2. Which American statesman and inventor was once thought to be the first person to propose the use of daylight saving time?

3. What is the generic name for the various thick sauces used in Mexican cuisine? 4 letters

4. Graham Nash was a member of which popular English band before joining Crosby Stills and Nash?

5. In film, which central character was 57 years late for her daughter's 11th birthday?

6. Where in the human body is the scapula bone located?

7. The name of which well known dinosaur translated means 'quick thief', 'swift seizer' or 'quick plunderer'?

8. In which game does one use a 'squidger'?

9. Which war started on the 25th of June 1950?

10. Messala is the bad guy in which epic Oscar winning film?

ANSWERS

1. Three answers. Faster (citius), Higher (altius) and Stronger (fortius) The Olympic motto is the hendiatris Citius, Altius, Fortius, which is Latin for "Faster, Higher, Stronger." is the olympic motto. It was proposed by Pierre de Coubertin upon the creation of the International Olympic Committee in 1894. Coubertin borrowed it from his friend Henri Didon, a Dominican priest who was an athletics enthusiast. Coubertin said "These three words represent a programme of moral beauty. The aesthetics of sport are intangible." The motto was introduced in 1924 at the Olympic Games in Paris. A more informal but well known motto, also introduced by Coubertin, is "The most important thing is not to win but to take part!" Coubertin got this motto from a sermon by the Bishop of Pennsylvania during the 1908 London Games

2. Benjamin Franklin During his time as an American envoy to France, Benjamin Franklin, publisher of the old English proverb, "Early to bed, and early to rise, makes a man healthy, wealthy and wise", anonymously published a letter suggesting that Parisians economize on candles by rising earlier to use morning sunlight. This 1784 satire proposed taxing shutters, rationing candles, and waking the public by ringing church bells and firing cannons at sunrise. Despite common misconception, Franklin did not actually propose DST; 18th-century Europe did not even keep precise schedules. However, this soon changed as rail and communication networks came to require a standardization of time unknown in Franklin's day

3. Mole Mole (from Nahuatl molli, "sauce") is the generic name for a number of sauces originally used in Mexican cuisine, as well as for dishes based on these sauces. Outside Mexico, it often refers specifically to mole poblano. In contemporary Mexico, the term is used for a number of sauces, some quite dissimilar, including black, red, yellow, colorado (another name for red), green, almendrado, de olla, huaxmole and pipián.

4. The Hollies

5. Ellen Ripley (in Aliens, 1986) Ellen Louise Ripley is a fictional character and the protagonist of the Alien film series played by American actress Sigourney Weaver. The character earned Weaver world recognition, and the role remains her most famous to date.

6. Shoulder

7. Velociraptor Velociraptor (literally meaning "swift seizer" in Latin) is a genus of dromaeosaurid theropod dinosaur that lived approximately 75 to 71 million years ago during the later part of the Cretaceous Period.

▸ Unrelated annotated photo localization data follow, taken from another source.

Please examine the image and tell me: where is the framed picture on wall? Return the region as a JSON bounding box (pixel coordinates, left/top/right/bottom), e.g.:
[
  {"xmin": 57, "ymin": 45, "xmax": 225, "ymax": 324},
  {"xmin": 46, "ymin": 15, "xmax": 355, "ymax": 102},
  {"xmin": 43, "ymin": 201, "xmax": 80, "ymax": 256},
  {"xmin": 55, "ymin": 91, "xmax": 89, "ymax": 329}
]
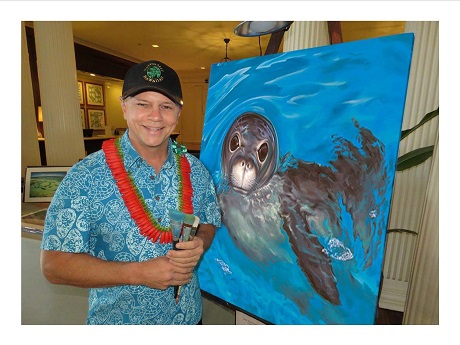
[
  {"xmin": 80, "ymin": 108, "xmax": 86, "ymax": 128},
  {"xmin": 85, "ymin": 82, "xmax": 104, "ymax": 106},
  {"xmin": 78, "ymin": 81, "xmax": 84, "ymax": 105},
  {"xmin": 23, "ymin": 166, "xmax": 71, "ymax": 202},
  {"xmin": 88, "ymin": 109, "xmax": 105, "ymax": 129}
]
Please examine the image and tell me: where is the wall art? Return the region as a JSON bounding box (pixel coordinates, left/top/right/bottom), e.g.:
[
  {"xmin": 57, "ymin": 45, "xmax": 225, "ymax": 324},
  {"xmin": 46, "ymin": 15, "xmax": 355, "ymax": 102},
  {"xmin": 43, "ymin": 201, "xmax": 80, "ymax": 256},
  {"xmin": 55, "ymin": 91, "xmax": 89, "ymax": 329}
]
[
  {"xmin": 88, "ymin": 109, "xmax": 105, "ymax": 129},
  {"xmin": 198, "ymin": 33, "xmax": 414, "ymax": 324},
  {"xmin": 85, "ymin": 82, "xmax": 104, "ymax": 106},
  {"xmin": 78, "ymin": 81, "xmax": 84, "ymax": 105},
  {"xmin": 23, "ymin": 166, "xmax": 70, "ymax": 203},
  {"xmin": 80, "ymin": 108, "xmax": 86, "ymax": 128}
]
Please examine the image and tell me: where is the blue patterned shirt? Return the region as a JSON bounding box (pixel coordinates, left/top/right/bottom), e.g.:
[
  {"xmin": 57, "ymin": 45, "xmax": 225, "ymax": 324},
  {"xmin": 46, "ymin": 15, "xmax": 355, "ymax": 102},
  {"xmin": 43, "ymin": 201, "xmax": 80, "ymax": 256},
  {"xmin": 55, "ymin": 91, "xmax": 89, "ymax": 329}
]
[{"xmin": 41, "ymin": 132, "xmax": 221, "ymax": 324}]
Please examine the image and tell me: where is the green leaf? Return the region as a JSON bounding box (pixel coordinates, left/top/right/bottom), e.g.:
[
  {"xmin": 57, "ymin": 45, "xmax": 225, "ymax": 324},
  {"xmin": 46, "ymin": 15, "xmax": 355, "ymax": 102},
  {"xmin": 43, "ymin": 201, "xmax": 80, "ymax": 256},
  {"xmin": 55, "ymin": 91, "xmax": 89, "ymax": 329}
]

8. Tiddlywinks Tiddlywinks is an indoor game played on a flat felt mat with sets of small discs called "winks", a pot, which is the target, and a collection of squidgers, which are also discs. Players use a "squidger" (nowadays made of plastic) to shoot a wink into flight by flicking the squidger across the top of a wink and then over its edge, thereby propelling it into the air. The offensive objective of the game is to score points by sending your own winks into the pot. The game began as an adult parlour game in Victorian England. Joseph Assheton Fincher filed the original patent application for the game in 1888 and applied for the trademark Tiddledy-Winks in 1889.